Еслибъ она тутъ сидѣла, онъ самъ не зналъ, какъ бы онъ разбранилъ или разцаловалъ ее. Чѣмъ дальше ѣхалъ онъ, чѣмъ очевиднѣе было, что Олинька не придетъ, не сядетъ тутъ рядомъ — тѣмъ ему становилось хуже. Нѣсколько разъ сбрасывалъ онъ свою панама, надѣвалъ ее, ощупывалъ руками пустое мѣсто и злился-злился такъ, что отъ перчатокъ остались одни клочки.
— Дуралей! закричалъ онъ на кучера, вскочивъ и бросая эти остатки: — ты сломаешь мнѣ шею!
Дорога была ровная. Кучеръ былъ невиненъ. Въ такомъ положеніи далеко за полночь привезли Овчарова до дому.
Настасья Ивановна долго ждала Олиньку съ вечера. Она заслышала коляску, но коляска проѣхала прямо къ банѣ, а оттуда въ Березовку. Овчаровъ ничего не прислалъ сказать; онъ поскорѣе легъ и, ложась, также ничего не поручалъ на утро чрезъ сисего лакея.

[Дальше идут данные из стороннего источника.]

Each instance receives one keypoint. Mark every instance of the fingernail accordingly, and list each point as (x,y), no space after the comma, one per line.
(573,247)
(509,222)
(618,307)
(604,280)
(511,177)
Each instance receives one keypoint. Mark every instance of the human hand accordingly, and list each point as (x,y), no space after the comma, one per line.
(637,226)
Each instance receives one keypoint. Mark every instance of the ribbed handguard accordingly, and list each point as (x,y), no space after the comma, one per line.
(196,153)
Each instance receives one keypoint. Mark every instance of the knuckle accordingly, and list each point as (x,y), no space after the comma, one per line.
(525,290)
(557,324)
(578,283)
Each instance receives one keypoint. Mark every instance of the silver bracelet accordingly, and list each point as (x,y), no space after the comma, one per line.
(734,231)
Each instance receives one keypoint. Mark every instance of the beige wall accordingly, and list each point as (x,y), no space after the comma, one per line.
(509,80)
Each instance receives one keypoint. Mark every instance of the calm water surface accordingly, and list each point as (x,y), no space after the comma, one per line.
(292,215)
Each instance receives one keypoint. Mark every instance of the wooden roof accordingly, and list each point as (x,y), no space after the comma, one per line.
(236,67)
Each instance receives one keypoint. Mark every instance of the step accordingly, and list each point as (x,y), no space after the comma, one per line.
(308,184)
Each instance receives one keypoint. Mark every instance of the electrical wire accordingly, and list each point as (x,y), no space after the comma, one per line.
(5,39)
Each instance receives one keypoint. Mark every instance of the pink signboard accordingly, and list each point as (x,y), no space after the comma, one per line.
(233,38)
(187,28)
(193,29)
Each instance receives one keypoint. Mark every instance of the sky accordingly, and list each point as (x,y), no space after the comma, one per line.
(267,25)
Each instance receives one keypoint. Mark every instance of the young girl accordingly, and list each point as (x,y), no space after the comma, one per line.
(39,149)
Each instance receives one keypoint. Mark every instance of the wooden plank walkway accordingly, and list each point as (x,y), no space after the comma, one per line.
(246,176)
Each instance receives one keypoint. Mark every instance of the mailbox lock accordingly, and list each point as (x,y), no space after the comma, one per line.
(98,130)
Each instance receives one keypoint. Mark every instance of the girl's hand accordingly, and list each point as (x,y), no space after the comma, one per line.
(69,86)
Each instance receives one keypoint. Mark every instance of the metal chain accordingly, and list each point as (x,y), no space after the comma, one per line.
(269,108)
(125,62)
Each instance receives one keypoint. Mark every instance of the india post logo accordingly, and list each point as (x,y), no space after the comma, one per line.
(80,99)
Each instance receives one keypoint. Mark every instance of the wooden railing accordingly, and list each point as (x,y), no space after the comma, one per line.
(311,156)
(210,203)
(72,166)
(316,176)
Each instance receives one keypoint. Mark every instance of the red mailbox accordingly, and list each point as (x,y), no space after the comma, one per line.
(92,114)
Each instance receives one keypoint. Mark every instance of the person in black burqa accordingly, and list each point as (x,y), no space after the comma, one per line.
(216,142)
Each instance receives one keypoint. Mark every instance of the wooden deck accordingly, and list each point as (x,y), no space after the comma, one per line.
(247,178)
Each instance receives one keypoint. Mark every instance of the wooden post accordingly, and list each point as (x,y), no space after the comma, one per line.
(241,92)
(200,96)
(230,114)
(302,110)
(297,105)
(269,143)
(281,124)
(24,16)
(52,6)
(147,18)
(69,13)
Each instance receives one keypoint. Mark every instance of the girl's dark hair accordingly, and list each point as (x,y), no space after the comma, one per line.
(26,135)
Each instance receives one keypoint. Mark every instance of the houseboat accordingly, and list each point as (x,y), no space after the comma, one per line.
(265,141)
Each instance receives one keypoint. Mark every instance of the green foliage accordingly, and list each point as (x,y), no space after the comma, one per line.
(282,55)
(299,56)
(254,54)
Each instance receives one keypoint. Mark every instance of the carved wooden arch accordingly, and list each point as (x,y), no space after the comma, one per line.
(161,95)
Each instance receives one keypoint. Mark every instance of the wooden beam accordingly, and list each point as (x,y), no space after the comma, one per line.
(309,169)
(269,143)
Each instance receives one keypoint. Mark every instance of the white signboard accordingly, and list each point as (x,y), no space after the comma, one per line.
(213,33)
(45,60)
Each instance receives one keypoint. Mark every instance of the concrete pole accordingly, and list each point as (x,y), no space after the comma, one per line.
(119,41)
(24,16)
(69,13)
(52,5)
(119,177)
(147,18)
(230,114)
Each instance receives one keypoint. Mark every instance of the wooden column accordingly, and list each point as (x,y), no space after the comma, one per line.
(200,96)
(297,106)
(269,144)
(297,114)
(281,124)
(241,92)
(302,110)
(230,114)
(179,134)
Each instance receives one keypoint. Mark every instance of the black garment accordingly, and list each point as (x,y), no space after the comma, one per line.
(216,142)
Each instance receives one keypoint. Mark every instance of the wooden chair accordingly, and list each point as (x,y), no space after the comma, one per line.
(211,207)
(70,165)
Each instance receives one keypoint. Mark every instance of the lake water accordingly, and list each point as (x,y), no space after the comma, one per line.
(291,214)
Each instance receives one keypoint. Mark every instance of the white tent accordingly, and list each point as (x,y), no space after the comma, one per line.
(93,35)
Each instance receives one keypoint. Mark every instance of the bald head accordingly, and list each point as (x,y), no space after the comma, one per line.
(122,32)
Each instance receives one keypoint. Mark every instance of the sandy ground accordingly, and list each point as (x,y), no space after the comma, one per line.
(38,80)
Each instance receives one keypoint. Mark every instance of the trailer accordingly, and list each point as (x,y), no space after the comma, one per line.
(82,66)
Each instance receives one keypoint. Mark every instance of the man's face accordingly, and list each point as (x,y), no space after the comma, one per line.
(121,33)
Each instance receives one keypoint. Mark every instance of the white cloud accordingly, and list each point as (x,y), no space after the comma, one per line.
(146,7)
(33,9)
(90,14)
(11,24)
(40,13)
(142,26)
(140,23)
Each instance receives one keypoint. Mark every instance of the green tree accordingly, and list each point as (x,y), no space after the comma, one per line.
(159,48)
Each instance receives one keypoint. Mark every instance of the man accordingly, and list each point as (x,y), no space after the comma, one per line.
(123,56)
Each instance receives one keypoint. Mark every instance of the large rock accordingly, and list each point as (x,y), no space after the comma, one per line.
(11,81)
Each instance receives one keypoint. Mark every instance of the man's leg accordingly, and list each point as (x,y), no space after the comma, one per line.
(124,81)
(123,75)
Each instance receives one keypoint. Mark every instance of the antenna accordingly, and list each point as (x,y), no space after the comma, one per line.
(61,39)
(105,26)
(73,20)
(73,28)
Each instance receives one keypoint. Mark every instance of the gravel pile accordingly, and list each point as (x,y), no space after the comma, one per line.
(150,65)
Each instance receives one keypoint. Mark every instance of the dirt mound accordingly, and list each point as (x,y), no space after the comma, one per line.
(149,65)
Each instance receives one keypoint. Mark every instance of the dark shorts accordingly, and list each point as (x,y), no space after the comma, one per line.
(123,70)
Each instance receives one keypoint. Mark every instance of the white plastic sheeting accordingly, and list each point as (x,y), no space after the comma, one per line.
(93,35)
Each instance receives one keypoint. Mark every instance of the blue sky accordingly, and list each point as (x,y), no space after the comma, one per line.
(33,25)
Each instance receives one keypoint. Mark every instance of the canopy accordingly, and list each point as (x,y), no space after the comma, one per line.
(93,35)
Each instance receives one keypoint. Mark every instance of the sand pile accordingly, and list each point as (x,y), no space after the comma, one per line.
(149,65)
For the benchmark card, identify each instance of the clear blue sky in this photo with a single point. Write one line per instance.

Всю ночь его преслѣдовало тюлевое канзу. На утро Овчаровъ всталъ еще злѣе, но злобой болѣе спокойной, то-есть болѣе приличной человѣку воспитанному и въ добавокъ еще разстроенному въ здоровьѣ.
Настасья Ивановна тоже не спала. „Вѣрно Олинька заболѣла“, думала она, и утромъ, не получивъ никакого удовлетворительнаго отвѣта отъ лакея, приходившаго за сывороткой, сама побѣгала къ банѣ. Овчаровъ ушелъ гулять.
— Покарауль его, Аксинья Михайловна, сказала Настасья Ивановна въ тревогѣ. Ее кликнули по хозяйству.
Часа черезъ два Овчаровъ воротился. Утро освѣжило его, но глаза его были нахмурены; высоко поднятый воротникъ пальто придавалъ его лицу почти грозное выраженіе.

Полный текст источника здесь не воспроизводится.